Creditors spared costly Rover accounts restatement
Interests of Rover creditors put first as FRC review concludes it should not investigate further or encourage a restatement of accounts
Interests of Rover creditors put first as FRC review concludes it should not investigate further or encourage a restatement of accounts
The Financial Reporting Council has chosen not to force MG Rover to restate its accounts or probe further, because this would only have ‘eaten into the limited assets’ left to creditors.
Link: Consortium offers £65m for MG Rover
A review of the Rover accounts concluded that there were issues to be addressed. But FRC chief executive Paul Boyle said the regulator had resisted restating the accounts. ‘In the end this would have affected people already damaged by Rover,’ said Boyle.
Trade and industry secretary Alan Johnson announced a full external inquiry last week. The FRC is understood to have examined whether the company was trading while insolvent from January to its collapse in April.

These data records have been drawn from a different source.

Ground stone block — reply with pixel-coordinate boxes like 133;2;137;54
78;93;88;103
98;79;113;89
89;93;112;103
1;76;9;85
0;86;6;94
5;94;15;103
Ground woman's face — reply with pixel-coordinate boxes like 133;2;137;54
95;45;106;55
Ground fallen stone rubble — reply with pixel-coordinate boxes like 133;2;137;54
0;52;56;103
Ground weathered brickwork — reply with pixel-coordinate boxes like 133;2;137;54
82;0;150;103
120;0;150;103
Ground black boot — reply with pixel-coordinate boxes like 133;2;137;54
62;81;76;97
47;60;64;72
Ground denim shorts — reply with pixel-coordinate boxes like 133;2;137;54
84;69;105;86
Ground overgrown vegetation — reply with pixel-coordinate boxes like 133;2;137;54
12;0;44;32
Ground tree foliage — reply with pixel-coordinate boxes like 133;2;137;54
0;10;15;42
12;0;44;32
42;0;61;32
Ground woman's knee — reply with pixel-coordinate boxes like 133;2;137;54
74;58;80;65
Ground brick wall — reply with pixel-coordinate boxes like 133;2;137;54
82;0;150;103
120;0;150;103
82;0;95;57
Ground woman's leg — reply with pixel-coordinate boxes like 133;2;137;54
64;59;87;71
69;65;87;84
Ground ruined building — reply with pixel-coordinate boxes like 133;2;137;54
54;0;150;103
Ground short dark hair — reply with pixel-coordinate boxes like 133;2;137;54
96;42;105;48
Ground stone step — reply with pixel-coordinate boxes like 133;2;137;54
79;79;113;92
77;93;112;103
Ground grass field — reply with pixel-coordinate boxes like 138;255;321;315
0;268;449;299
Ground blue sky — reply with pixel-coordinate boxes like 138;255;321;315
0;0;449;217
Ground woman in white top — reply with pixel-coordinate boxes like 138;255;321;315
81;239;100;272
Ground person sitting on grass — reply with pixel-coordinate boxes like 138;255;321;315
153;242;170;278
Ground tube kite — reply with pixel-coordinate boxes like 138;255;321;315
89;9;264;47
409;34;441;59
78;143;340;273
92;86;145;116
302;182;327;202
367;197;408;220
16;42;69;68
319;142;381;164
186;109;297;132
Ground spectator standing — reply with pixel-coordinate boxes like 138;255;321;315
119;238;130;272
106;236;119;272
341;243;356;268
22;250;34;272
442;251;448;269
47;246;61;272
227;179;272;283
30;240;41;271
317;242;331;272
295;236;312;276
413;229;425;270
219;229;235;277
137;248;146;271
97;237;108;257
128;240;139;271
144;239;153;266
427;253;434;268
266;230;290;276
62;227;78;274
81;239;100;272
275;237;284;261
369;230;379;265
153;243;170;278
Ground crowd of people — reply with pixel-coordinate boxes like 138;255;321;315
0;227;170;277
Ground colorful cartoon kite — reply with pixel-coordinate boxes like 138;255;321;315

Trading while insolvent is illegal, although a company is permitted to continue trading while there is a reasonable prospect of a recovery.
A report to creditors from administrator PwC shows Rover was losing £800,000 a day in the first three months of 2005. It also showed liabilities outstripped assets by the time of its collapse. It owed creditors £1.37bn, but had assets of just £80.6m.
The NAO is considering a review of the DTI’s use of public money to help Rover. The prime minister is understood to have offered £100m, against civil servants’ wishes, and a ‘rescue loan’ of £5.2m was granted three days after administrators went into Rover. An NAO spokesman said its review would look at ‘value for money’.